Another option is arthroscopic debridement followed by viscosupplentation. This is useful for patients where there is pain but no subluxation.

After surgery, the doctor may prescribe a course of therapy designed to increase the mobility and strength in the thumb following the surgery.

Infectious arthritis, a serious type of arthritis, is a medical emergency.
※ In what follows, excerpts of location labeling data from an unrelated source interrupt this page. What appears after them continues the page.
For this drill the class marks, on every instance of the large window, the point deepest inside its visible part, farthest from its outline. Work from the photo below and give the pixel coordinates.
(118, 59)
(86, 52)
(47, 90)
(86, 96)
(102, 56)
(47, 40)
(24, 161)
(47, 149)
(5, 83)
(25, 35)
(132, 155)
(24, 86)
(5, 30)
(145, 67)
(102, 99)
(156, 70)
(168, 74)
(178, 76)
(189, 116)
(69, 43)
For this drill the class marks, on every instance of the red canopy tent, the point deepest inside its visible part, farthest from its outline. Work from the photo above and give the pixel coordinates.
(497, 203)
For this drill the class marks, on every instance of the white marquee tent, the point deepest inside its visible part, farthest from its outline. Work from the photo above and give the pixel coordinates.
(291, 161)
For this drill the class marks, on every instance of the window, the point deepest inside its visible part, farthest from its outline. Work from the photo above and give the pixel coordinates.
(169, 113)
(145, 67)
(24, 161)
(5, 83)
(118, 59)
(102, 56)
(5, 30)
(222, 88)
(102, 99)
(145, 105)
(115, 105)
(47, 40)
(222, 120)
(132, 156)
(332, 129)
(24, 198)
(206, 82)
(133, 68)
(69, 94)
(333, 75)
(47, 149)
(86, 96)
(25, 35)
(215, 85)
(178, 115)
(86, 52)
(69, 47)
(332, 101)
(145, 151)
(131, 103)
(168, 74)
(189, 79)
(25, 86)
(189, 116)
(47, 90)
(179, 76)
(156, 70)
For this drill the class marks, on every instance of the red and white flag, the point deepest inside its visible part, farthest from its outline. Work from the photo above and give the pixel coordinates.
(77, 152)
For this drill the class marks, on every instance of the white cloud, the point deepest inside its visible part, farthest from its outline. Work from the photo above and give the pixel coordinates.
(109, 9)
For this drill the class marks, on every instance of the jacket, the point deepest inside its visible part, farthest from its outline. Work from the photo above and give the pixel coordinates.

The signs of an infection include redness and warmth of the wrist, fever above 100°F, and recent illness.

Other common causes of wrist pain include:

Gout -- this occurs when uric acid forms crystals in joints and causes inflammation.
Pseudogout -- this is when calcium pyrophosphate deposits in the joints (usually the wrists or knees), cause pain, redness, and swelling.

De Quervain's disease is a painful inflammation of tendons that extend the thumb. The tendon sheaths become inflamed and trap the tendons. The result is pain at the thumb side of the wrist joint.

The condition can occur gradually or suddenly; in either case, the pain may travel into the thumb or up the forearm. Thumb motion may be difficult and painful, particularly when pinching or grasping objects.

Some people also experience swelling and pain on the side of the wrist at the base of the thumb. The pain may increase with thumb and wrist motion. Some people feel pain if direct pressure is applied to the area.

Overuse, a direct blow to the thumb, repetitive grasping and certain inflammatory conditions, such as rheumatoid arthritis, can all trigger the disease.

De Quervain's affects women eight to 10 times more often than men.

The test most frequently used to diagnose de Quervain's disease is the Finkelstein test. Your doctor will ask you to make a fist with your thumb placed across the palm. When the wrist is suddenly bent toward the side of the small finger, the pain is reproduced.

Treatment usually involves wearing a splint that includes your wrist and thumb 24 hours a day for four to six weeks to immobilize the affected area. Ice may be applied to reduce inflammation and your doctor may give you anti-inflammatory medication. If symptoms continue, glucocorticoid injection administered using ultrasound guidance may be performed.

Surgery for de Quervain's disease is rarely needed.

Hydrodissection tendon release is a simpler procedure using a small needle with ultrasound guidance. A relative large amount of fluid is injected into the tendon sheath to "free up" the inflammation and adhesions. This technique often prevents having to have surgery.

For a recent injury:

• Rest your wrist. Keep it elevated.
• Apply ice to the tender and swollen area.
• Take over-the-counter pain medication, like ibuprofen or acetaminophen.
• Wear a splint for several days. Wrist splints can be purchased at many drugstores and medical supply stores.

For non-infectious arthritis:

• Flexibility and strengthening exercises are important. Work with a physical therapist to learn the best and safest exercises for your wrist.
• Do the exercises after a hot bath or shower so that your wrist is warmed up and less stiff.
• Do not perform exercises when your wrist is inflamed.
• Make sure you rest the joint adequately. Both rest and exercise are important when you have arthritis.